Review: Dusa, Fish, Stas and Vi, Finborough

“Nobody could have worshipped his cock more than I did"

There’s something of a contradiction with Pam Gems’ 1975 play Dusa, Fish, Stas and Vi. Labelled an early feminist classic and nominated as one of the top 100 plays of the twentieth century, it has since languished many a shelf and rarely been seen. Naturally it falls to the West London powerhouse of the Finborough to give it a long overdue revival but though Helen Eastman’s production gently highlights how many of its issues remain so pertinent today and is indeed excellently cast, it cannot disguise its dramatic slightness.

Part of it is intentional. Gems’ style was deliberately filmic, cutting between short scenes and skimming across the potential depth to her characters at the expense of focusing on the major events.
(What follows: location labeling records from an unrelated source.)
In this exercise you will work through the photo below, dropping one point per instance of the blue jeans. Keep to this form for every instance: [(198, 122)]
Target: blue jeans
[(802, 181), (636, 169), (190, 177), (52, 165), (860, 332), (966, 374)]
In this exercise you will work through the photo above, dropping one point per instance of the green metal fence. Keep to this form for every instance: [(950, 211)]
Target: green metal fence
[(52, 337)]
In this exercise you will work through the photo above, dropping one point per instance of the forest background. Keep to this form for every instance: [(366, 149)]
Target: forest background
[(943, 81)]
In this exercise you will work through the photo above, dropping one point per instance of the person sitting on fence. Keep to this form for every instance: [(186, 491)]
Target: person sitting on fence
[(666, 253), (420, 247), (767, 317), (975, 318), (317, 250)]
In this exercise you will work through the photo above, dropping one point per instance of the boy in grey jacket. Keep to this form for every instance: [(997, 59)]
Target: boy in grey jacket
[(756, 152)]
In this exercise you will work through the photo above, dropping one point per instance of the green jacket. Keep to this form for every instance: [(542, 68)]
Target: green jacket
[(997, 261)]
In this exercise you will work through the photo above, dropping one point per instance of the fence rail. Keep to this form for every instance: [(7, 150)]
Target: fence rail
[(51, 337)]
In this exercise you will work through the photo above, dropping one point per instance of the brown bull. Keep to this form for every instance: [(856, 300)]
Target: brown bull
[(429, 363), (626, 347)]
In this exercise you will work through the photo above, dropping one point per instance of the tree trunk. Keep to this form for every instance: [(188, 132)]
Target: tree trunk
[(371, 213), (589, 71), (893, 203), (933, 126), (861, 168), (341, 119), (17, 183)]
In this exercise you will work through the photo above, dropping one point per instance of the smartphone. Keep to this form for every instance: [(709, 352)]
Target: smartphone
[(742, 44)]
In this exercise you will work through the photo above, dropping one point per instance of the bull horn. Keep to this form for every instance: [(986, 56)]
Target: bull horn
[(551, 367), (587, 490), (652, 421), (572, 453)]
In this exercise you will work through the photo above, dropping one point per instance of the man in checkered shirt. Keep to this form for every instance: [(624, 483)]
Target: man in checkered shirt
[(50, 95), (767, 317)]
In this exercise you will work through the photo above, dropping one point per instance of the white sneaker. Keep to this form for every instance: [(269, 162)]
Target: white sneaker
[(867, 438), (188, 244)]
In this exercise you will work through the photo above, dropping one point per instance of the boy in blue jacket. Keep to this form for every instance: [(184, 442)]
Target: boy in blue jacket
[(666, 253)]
So in this slice of life from a tiny shared apartment somewhere in London, we experience the trials of newly separated Dusa whose husband has run away from the divorce papers and smuggled their children away to Argentina, the self-assured Stas who is funding her dream of studying marine biology in Hawaii by working on the game, Vi’s emotional fragility is symptomised by her anorexic tendencies and the highly politically aware Fish can’t quite get over the fellow campaigner who is breaking her heart.

In just giving us the top slice of all these stories, Gems does avoid this becoming an issue-driven play, instead sketching a vivid portrait of the messy complexity of lives of women who were somehow challenging the status quo at a time when genuine change was increasingly a possibility. And with its episodic structure, there’s a fast-moving, almost sprawling quality, punctuated by strong emotional beats. Tortured mother Dusa gets most of these, Sophie Scott fiercely intense especially mid-panic attack, along with lynchpin of the group Fish, Olivia Poulet in a wonderfully measured performance that slowly unravels throughout the play.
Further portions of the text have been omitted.